Recently we put together a “Year in Review” of our business operations to share with various stakeholders. We found reflecting on the performance of our company and establishing goals for the year ahead productive, but we did have internal debates regarding how much information to share in such a document. Should we report only aggregated data or provide data for each company? Do we consolidate financial information or show the entire chart of accounts? In other words, where is the line between trust-inducing transparency and data overload?

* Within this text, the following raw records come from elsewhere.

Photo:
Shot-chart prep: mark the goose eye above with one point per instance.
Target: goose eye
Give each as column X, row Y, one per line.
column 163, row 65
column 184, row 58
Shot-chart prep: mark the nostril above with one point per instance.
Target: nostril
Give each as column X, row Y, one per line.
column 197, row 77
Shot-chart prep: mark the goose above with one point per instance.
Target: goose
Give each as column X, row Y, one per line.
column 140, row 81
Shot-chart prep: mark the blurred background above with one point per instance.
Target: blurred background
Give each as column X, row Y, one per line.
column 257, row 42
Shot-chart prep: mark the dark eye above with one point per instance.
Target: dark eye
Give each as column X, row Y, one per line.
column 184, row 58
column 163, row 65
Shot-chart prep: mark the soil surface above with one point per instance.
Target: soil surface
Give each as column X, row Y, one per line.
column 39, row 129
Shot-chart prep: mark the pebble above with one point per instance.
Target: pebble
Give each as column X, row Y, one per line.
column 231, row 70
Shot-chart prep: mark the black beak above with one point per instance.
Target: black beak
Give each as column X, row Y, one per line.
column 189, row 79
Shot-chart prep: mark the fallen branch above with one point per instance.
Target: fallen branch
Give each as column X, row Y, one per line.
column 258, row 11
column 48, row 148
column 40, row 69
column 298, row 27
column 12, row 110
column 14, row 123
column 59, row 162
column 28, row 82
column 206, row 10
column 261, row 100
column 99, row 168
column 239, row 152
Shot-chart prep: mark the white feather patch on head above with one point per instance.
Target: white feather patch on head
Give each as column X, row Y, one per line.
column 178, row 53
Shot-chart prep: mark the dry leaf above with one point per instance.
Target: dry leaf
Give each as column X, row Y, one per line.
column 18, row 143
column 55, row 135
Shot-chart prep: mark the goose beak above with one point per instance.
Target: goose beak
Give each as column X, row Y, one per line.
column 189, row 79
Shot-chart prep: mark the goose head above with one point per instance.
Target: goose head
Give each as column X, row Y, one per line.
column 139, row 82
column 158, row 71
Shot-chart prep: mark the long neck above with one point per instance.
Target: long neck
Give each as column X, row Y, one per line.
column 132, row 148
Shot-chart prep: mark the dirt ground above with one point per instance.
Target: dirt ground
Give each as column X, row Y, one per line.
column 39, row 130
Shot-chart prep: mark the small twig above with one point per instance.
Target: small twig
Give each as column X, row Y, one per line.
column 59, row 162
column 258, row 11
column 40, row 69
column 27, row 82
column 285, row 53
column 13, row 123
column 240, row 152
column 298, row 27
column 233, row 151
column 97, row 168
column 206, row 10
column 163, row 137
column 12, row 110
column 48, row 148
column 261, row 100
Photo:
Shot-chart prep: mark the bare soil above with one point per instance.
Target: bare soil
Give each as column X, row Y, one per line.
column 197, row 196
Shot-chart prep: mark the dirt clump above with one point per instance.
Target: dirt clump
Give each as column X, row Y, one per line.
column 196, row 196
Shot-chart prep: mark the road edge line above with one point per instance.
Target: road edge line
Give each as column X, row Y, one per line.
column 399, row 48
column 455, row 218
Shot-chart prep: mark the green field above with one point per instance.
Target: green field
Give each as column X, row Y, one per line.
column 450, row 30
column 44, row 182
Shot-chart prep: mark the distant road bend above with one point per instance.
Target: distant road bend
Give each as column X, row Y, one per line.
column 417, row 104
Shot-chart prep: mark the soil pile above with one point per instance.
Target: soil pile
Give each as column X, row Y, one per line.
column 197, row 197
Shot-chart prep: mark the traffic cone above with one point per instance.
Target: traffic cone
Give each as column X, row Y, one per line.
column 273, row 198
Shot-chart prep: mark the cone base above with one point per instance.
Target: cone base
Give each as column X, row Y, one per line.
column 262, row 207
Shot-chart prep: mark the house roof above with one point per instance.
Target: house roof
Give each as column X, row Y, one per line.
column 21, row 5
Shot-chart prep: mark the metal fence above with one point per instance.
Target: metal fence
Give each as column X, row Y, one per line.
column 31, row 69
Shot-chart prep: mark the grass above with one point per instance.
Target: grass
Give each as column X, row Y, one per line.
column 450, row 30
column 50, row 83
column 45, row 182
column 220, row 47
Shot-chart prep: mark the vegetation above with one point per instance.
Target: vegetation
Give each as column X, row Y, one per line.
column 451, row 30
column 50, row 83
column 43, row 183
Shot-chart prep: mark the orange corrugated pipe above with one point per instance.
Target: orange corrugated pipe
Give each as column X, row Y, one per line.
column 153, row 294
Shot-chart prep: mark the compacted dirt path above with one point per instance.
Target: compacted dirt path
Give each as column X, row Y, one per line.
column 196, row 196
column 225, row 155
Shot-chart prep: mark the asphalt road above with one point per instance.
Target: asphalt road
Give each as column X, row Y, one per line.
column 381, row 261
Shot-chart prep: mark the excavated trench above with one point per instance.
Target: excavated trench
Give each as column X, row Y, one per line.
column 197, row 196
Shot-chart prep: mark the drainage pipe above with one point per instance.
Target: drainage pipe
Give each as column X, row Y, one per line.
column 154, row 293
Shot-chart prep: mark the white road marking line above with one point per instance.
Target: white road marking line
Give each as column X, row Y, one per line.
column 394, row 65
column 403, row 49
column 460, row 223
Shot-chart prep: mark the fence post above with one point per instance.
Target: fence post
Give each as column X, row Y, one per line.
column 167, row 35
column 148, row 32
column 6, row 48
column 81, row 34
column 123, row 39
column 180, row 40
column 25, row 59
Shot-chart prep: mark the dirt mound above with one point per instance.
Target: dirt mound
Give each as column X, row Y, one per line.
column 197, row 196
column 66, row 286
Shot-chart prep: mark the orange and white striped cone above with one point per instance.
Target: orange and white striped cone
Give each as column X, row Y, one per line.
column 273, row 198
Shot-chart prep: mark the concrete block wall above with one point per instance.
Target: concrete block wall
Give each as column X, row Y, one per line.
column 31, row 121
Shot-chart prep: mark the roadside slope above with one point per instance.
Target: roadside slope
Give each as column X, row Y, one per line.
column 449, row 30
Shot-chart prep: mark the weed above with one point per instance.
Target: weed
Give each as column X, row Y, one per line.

After spending some time learning about how others approach such questions, we found that generally, the world seems to think more information is better. According to a 2008 European Accounting Review article, economic theory supports the notion that increased disclosure reduces information asymmetries thereby reducing the cost of capital and agency costs, the gains of which more than offset any associated increase in required financial expertise and preparation costs. Armed with confidence imbued by peer-reviewed economic research, we then learned about Alphabet Inc.’s approach to reporting, which is anything but granular, to say the least. Matt Levine, author of Bloomberg’s Money Stuff, provides some insight:
“How much money does YouTube make? It is a secret: Alphabet Inc., which owns YouTube, does not break out revenue for it separately. Alphabet’s Form 10-K gets as granular as ‘Google properties revenue,’ meaning advertising revenue from Google search, Gmail, Google Maps, YouTube and other Google properties; that was $95.4 billion in 2017. If 10 percent of that — a number that I just made up — came from YouTube, then YouTube had more revenue than almost half of the companies in the S&P 500 index.”
The SEC noticed this lack of granularity as well and challenged Alphabet under the regulatory premise that investors must have access to the same information as an organization’s top executive. Extended correspondence between the SEC and Alphabet shows that while Google’s CEO, Sundar Pichai, regularly sees all sorts of information about YouTube (which is part of Google), Alphabet’s CEO, Larry Page, does not, which means investors will have to get used to “Google Properties” for the time being.
While some may find this lack of transparency concerning, we do empathize with the notion that more information is not always better. For instance, economist Fischer Black (of Black-Scholes fame) published Noise in 1986 which argued it is nearly impossible to distinguish between information and noise (Nate Silver argued a similar topic in his 2012 book, The Signal and the Noise). Activist investor Nelson Peltz commented on how this can play out in an era of information overload, noting that board members of big public companies now get so much information it is almost impossible to synthesize. From the WSJ:
“In an earlier era, Mr. Peltz said, directors would receive a FedEx package containing paper documents supplying them with the information needed in advance of upcoming board meetings. With the advent of email, PCs and iPads, directors get many more pages of documents in electronic form than they can possibly sift through before the meetings, he said. So management spends much of the meeting explaining key facts and issues that board members must consider. ‘So the board meeting becomes a show and tell,’ Mr. Peltz said.”
Even as a private company, we feel it is important that we establish the right paradigm for commenting on our results in a thoughtful but succinct way. We operate in an often overlooked segment of the investment world without a lot of comps, which means we find ourselves creating, evaluating, and adjusting our own performance metrics in an iterative way as our rapid growth changes the framework for what is signal and what is noise. For the moment, we have opted for a combination of consolidated financial reporting with detailed operational commentary, which preserves our ability to add additional useful information in the future while avoiding the potentially difficult step of eliminating something previously shared. We likely won’t be answering questions from either the SEC or from Mr. Peltz anytime soon, but that doesn’t mean we shouldn’t think about reporting as if we were.